The White House has harshly criticized the European Union for fining Apple $570 million under the Digital Markets Act (DMA). U.S. officials described the fine as “economic extortion” and accused the EU of unfairly targeting American companies.
“This kind of extraterritorial regulation will not be tolerated by the United States,” a White House spokesperson said. They argued that these actions harm innovation, hurt global competition, and create barriers to free trade.

EU Defends Its Actions Against Apple
In response, the EU defended its decision. Antitrust chief Teresa Ribera stated that Apple and Meta failed to meet their obligations under the DMA. She emphasized that the fines protect European consumers and promote a fair digital market.
The European Commission had initially planned a larger fine but reduced it to avoid provoking retaliation from former U.S. President Donald Trump. Despite the adjustment, tensions have resurfaced between the two sides.
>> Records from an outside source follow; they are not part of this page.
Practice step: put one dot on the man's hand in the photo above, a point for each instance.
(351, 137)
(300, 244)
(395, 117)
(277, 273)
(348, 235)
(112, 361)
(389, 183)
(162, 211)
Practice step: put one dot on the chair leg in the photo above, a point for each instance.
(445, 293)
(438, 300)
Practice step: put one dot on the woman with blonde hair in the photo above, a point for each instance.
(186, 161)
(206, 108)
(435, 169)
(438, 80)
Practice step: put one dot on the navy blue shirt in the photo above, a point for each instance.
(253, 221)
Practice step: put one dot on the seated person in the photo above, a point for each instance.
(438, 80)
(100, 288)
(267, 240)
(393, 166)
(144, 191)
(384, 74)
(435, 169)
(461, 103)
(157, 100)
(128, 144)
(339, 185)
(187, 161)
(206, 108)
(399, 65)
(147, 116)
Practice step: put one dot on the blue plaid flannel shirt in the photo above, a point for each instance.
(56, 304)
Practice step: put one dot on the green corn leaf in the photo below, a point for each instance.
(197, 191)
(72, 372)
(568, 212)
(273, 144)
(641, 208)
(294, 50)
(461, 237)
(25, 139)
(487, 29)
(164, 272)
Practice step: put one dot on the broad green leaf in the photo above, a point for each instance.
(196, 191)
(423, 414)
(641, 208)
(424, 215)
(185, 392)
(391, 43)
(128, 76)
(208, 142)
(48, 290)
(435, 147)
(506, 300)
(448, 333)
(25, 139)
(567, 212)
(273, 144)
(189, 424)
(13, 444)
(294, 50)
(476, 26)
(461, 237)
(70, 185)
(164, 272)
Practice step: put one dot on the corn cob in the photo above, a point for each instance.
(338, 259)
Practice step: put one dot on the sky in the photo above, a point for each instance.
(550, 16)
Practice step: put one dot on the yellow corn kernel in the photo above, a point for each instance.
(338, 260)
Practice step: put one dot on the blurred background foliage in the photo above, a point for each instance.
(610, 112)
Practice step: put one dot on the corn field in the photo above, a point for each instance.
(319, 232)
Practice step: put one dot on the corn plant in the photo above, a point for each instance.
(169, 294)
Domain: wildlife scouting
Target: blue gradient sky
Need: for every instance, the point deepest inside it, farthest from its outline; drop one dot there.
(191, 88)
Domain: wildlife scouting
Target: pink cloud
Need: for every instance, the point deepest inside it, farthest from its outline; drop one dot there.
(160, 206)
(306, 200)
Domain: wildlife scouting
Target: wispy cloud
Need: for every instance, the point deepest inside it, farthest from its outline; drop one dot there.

Apple Plans to Appeal the Decision
Apple has announced its intention to appeal the fine. The company claims it has followed regulations and believes the EU shows bias, especially in its support for European companies like Spotify.
Although neither Apple nor the EU has commented on the White House’s remarks, the confrontation suggests worsening relations between U.S. and EU regulators.
What Lies Ahead
Apple now has 60 days to settle the fine or face additional penalties. As the deadline nears, pressure is building on both sides. The White House’s strong statement signals that the U.S. may take further action if the EU continues targeting American tech giants.
The outcome could shape future digital trade policies—and determine how the world’s biggest tech companies operate across borders.